W takim razie, biorąc pod uwagę lepsze statystyki, jest sens wprowadzania nowej strategii do walki z wirusem? To trzystopniowe szpitalnictwo i lekarze POZ na pierwszej linii walki.

- Trudno mi się odnieść do medycyny naprawczej. Nie jestem lekarzem. To jednak właściwe działania. Nie jest to odosobnione działanie. Nie jesteśmy wyspą. Już 16 sierpnia Centrum Kontroli Zakażeń w Atlancie wydało wytyczne, które są bardzo bliskie temu co w ramach nowej strategii określił nowy minister zdrowia. Inspektorzy sanitarni z utęsknieniem czekali na zaadaptowanie tych wytycznych. To krok w dobrym kierunku. To wychodzi naprzeciw oczekiwaniom Polaków. Długie kwarantanny i izolacje więcej powodowały złego przez oddziaływanie na stan emocjonalny ludzi, niżli ryzyko ewentualnego utrzymania się wirusa w organizmie, który ma niewielką zjadliwość i zaraźliwość. Oczywiście jest bardziej zakaźny niż grypa, ale zdolność przenoszenia się na innych i zjadliwość, czyli wywoływanie objawów chorobowych jest niewielka. Znakomitym ruchem jest zaproszenie do zwalczania Covid lekarzy POZ. Wiemy i słuchacze wiedzą, że wiele razy mieli problemy z kontaktem z lekarzami rodzinnymi. Nie ze wszystkimi. Sam w pewnym momencie potrzebowałem recepty i pomocy, nie miałem problemu. Jednak teleporada wszystkiego nie załatwia. Pacjenci będą mieli dostęp do lekarza. To ruch we właściwym kierunku. Chodzi też o emocjonalne oddziaływanie na pacjenta.

 

Ministerstwo zdrowia mówi o 2 milionach szczepionek przeciwko grypie. To nie za mało? W tym sezonie zainteresowanie szczepieniami będzie pewnie ogromne. Do tego takie szczepienia pewnie też pomagają w diagnozowaniu wirusa. Może nieco upraszczam, ale jak ktoś się zaszczepił i ma objawy grypy, jest podejrzany.
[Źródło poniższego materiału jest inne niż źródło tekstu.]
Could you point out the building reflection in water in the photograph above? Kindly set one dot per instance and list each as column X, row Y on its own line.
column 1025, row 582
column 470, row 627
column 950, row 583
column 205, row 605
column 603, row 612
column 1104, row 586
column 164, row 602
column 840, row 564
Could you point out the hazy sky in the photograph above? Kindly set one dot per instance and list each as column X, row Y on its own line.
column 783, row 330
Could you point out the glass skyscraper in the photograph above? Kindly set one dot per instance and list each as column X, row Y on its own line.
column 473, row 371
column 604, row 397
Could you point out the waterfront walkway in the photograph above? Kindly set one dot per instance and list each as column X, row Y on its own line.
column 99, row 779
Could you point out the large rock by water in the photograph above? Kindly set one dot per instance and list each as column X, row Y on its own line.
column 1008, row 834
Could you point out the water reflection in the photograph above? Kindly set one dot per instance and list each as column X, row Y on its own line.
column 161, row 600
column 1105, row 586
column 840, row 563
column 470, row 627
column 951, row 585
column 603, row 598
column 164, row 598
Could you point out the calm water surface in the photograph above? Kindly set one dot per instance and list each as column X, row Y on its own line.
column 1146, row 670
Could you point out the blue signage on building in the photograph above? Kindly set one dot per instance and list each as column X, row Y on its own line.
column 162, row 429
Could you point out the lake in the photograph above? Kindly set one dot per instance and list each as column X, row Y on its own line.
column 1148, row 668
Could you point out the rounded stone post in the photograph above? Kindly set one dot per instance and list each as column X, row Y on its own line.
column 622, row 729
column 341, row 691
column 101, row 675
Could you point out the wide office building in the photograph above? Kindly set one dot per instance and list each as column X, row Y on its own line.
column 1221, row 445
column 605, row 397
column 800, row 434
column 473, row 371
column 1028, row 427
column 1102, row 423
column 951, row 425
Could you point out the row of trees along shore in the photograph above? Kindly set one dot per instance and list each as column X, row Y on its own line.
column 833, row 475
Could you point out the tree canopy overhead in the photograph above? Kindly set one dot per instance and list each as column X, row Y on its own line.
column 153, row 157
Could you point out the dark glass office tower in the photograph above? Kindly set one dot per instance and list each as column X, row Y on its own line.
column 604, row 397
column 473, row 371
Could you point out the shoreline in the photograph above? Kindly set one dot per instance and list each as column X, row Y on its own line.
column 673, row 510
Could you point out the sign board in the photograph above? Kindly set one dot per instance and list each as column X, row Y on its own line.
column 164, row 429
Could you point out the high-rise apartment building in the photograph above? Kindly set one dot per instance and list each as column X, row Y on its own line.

- Oczywiście. To pomaga w różnicowaniu lekarzom, którzy pacjentów będą badali. Na pewno świadomość lekarza, że ma do czynienia z pacjentem, który się poddał szczepieniu w dobrym czasie... Zachęcam do tego wszystkich. To zaleta w diagnostyce. Czy te 2 miliony? To zamówienie pewnie zostało dokonane na podstawie doświadczeń dotychczasowych. Polacy, z niezrozumiałych dla mnie powodów, nie chcieli się szczepić przeciwko grypie. Nie przewiduję, żeby był problem z domówieniem i dokupieniem szczepionek, jeśli popyt będzie tak duży. Ministerstwo na pewno dokonało takiej oceny. Lepiej dokupić. Mam głębokie przekonanie, że szczepionek dla chcących nie zabraknie.